Rum Mehmet Paşa, Fatih Sultan Mehmet (1444–1446/1451–1481) devri Sadrazamlarından olup, Osmanlı saray okulu olan Enderun’dan yetişmiştir. Saraydan çıktıktan sonra Beylerbeyi Serdar ve Vezir görevlerinde bulunmuş, 1466 yılında Mahmut Paşa’nın yerine Sadrazam olmuştur. 1470 yılında da azledilerek idam edilmiştir.

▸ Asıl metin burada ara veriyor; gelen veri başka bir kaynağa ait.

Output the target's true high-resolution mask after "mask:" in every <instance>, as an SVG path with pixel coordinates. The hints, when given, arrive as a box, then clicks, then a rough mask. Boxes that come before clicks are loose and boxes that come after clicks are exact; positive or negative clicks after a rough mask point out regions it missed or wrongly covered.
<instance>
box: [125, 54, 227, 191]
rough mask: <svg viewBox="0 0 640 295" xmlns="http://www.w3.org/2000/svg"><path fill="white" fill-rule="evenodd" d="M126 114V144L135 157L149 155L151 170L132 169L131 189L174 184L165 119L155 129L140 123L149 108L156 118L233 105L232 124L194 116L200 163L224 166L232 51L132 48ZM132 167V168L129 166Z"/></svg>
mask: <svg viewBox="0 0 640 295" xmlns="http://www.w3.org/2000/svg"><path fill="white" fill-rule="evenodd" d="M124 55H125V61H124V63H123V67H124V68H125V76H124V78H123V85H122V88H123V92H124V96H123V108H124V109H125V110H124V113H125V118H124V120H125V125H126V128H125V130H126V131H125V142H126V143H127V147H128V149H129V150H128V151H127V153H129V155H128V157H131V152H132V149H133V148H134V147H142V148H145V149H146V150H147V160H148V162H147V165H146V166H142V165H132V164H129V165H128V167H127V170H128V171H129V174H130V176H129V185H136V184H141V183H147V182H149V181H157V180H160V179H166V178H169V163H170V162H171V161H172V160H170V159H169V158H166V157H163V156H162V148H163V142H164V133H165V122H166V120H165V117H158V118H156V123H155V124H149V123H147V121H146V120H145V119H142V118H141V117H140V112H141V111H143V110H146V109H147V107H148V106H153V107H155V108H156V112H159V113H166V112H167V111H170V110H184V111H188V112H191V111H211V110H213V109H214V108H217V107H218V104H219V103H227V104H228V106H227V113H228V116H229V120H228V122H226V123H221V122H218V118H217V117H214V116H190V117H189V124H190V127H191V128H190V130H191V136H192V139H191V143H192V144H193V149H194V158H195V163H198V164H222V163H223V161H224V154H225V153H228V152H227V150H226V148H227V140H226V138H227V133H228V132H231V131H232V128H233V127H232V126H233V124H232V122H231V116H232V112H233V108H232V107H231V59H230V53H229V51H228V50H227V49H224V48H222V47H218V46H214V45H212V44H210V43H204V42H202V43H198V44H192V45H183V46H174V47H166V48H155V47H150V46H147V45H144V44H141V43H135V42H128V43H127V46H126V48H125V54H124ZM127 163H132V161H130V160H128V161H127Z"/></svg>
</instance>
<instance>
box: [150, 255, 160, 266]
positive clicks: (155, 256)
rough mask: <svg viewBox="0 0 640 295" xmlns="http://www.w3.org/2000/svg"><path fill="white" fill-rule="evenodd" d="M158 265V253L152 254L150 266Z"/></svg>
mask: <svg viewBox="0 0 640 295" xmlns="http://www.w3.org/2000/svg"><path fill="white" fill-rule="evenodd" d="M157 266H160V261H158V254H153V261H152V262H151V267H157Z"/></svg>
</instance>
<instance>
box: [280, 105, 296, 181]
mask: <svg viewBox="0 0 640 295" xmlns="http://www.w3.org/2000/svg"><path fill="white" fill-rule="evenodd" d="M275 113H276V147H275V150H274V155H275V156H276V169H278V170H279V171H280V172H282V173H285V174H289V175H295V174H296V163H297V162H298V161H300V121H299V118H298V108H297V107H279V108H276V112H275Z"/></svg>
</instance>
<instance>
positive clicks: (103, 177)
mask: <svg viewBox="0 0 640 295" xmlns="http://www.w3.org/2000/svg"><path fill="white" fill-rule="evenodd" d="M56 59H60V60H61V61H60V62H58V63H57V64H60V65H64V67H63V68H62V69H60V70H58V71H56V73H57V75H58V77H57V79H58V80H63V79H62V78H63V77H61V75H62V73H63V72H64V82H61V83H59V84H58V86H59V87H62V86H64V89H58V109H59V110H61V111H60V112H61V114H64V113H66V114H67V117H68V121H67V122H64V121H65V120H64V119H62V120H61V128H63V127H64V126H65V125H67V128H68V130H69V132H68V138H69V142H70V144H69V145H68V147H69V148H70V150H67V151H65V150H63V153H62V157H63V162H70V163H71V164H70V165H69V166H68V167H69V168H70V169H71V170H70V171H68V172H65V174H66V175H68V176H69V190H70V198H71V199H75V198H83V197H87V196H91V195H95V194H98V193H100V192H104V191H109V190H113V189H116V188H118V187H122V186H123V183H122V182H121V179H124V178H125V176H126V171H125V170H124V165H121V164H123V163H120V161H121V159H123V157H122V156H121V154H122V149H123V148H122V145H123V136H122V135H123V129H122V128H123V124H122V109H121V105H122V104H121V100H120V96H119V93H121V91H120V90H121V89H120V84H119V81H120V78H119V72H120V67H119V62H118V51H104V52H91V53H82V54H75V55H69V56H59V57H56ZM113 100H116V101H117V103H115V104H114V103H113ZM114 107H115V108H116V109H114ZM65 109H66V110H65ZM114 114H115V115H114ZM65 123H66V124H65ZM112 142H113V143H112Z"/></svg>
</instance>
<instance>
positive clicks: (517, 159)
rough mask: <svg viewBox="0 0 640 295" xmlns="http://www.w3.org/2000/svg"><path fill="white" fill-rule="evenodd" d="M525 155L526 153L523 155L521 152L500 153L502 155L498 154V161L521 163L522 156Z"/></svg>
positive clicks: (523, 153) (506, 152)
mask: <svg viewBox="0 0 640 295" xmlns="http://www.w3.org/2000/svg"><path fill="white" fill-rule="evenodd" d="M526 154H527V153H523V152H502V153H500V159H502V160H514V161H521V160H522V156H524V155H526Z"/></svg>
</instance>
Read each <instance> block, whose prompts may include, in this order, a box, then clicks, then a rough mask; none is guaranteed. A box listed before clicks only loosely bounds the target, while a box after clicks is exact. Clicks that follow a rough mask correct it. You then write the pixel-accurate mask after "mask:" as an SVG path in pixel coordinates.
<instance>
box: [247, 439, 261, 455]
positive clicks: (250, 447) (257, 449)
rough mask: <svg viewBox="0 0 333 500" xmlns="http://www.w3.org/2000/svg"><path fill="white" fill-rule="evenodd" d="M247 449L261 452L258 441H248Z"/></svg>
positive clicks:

Türbe cami ile birlikte Rum Mehmet Paşa’nın sağlığında yapılmıştır. Klasik Osmanlı türbe mimarisindeki bu yapı düzgün kesme taştan sekizgen planlı olarak yapılmıştır. Caminin mihrap duvarı tarafında, köşede bulunan türbenin üzeri kasnaksız, duvarlar üzerine oturan bir kubbe ile örtülmüştür. Türbenin üstte sekiz, altta da yedi penceresi bulunmaktadır. Bunlardan alt sıra pencereler dikdörtgen söveli, üst sıra pencereler de sivri kemerlidir.
Türbenin içerisi bezeme yönünden son derece basittir. Yalnızca XIX. yüzyıl sonlarında onarıldığına işaret eden geç devir kalem işleri bulunmaktadır.
Türbede Rum Mehmet Paşa’nın yanı sıra Nazır Paşazade Mehmed Efendi, Nazır Hançerli Ayşe Sultan ve Paşa’nın kızları olan Yığımnaz Hanım (1502), Aynülhayat Hanım (1507) ve paşanın oğluna ait olmak üzere altı mezar bulunmaktadır. Türbenin çevresinde mezar taşlarından oluşan bir hazire bulunmaktadır.